= Ralph S. Brown =

American lawyer

Ralph Sharp Brown (1913–1998) was a law professor at Yale Law School from 1946 to 1983 and an expert on competition, copyright law, government security and individual rights. After his 1983 retirement to emeritus status he taught at New York Law School until 1998. He was co-author, with Benjamin Kaplan of the Harvard Law School, of one of the first casebooks on copyright and unfair competition law. Brown was also a recognized expert in legal rights and issues relating to defamation, privacy, and publicity.

== Life and career ==
Brown was born April 1, 1913, in Federalsburg, Maryland, and graduated from Phillips Exeter Academy. He received a B.A. in 1935 and an LL.B. in 1939 from Yale. After law school, he joined the New York firm of Wright, Gordon, Zachry & Parlin (1940–41), then moved to Washington to serve as a lawyer in the Office of Price Administration (1941–42), but joined the Navy and served from 1942-46. He was appointed to the Yale law faculty in 1946 after returning from naval service in World War II.

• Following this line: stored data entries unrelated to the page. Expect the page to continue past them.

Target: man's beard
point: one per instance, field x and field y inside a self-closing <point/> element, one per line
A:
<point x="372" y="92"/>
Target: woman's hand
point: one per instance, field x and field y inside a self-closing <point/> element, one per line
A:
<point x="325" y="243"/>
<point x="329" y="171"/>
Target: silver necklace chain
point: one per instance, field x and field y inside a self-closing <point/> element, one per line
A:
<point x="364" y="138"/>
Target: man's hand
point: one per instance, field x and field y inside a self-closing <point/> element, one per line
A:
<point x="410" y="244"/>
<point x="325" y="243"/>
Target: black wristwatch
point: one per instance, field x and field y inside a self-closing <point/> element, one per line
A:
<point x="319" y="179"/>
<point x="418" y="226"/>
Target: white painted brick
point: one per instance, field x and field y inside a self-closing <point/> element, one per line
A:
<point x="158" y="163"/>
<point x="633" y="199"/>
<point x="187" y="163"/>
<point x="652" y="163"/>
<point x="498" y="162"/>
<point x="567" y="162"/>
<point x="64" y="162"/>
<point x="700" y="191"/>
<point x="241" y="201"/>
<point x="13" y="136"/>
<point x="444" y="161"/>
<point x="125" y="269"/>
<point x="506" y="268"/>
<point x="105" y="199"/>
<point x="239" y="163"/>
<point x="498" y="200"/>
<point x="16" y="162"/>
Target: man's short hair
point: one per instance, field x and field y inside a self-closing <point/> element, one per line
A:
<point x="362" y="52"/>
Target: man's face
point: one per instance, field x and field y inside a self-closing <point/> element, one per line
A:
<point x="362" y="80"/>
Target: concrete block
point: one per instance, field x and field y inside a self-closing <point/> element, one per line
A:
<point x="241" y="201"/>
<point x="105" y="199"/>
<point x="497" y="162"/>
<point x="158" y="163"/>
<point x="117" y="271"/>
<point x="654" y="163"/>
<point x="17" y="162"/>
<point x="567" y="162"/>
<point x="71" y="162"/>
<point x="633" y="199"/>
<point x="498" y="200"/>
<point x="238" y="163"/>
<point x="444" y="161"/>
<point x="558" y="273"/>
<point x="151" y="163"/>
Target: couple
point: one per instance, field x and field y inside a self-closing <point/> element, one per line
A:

At Yale Law School, he served as associate dean from 1965 to 1970. For many years, he was a member of the board of governors of the Yale University Press (YUP), and served as chairman of YUP's Committee on Publications from 1966 to 1979. Brown was a member of the national board of directors of the American Civil Liberties Union (ACLU) from 1955 to 1991 and served on its executive committee, 1970-1974 and 1986-1990. He was a member of the council of the American Association of University Professors (AAUP) 1958-1960 and 1964-1967. He served as president of AAUP, 1968-1970, and general counsel, 1983-1986. Professor Brown chaired that organization's Committee on Academic Freedom and Tenure from 1973-1975. He was a founding board member of the Society of American Law Teachers. He died on June 17, 1998.

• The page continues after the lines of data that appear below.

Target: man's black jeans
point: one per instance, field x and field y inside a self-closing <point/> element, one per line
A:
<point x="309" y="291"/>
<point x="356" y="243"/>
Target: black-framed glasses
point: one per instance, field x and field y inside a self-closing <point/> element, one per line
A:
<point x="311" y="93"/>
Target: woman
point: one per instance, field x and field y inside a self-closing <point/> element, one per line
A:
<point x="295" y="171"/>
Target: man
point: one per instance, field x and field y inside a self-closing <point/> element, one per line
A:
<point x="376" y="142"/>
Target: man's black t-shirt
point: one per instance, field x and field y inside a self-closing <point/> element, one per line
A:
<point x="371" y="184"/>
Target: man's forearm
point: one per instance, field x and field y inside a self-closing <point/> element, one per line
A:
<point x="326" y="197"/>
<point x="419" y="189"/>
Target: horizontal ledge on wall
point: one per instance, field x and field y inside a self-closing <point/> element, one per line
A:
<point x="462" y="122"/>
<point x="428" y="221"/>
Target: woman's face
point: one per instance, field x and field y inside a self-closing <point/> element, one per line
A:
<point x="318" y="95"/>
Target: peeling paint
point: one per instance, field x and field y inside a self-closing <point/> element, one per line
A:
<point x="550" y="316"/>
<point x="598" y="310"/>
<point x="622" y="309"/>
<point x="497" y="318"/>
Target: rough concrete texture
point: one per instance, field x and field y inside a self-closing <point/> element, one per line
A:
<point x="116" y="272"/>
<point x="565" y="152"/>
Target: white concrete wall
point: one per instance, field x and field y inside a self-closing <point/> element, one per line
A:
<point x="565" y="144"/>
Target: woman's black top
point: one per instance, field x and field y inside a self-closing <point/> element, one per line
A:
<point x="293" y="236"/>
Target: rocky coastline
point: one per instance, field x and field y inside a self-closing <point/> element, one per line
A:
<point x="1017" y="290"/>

One of the basic themes in Brown's writing was the importance to consumers of not letting intellectual property protection expand too far into what had been the public domain, in the name of suppressing "free riders." In a 1986 paper he gave on "the kind of free-riding that both arouses moral indignation in some people, and arguably saps the initiative of innovators," he examined the difficulties of the various proposed solutions and suggested:

The fourth possibility is to do nothing. Let the free-riders ride. This is often a good thing; for consumers it is such a good thing that I will not take time to defend it. It does require judges to be deaf to complaints that "It isn't fair."

Brown followed this up with an admonition to the bar: "Do not be greedy; do not try to pile one on top of the other. . . . I think it's unholy, if not unconstitutional, to carve up the public domain."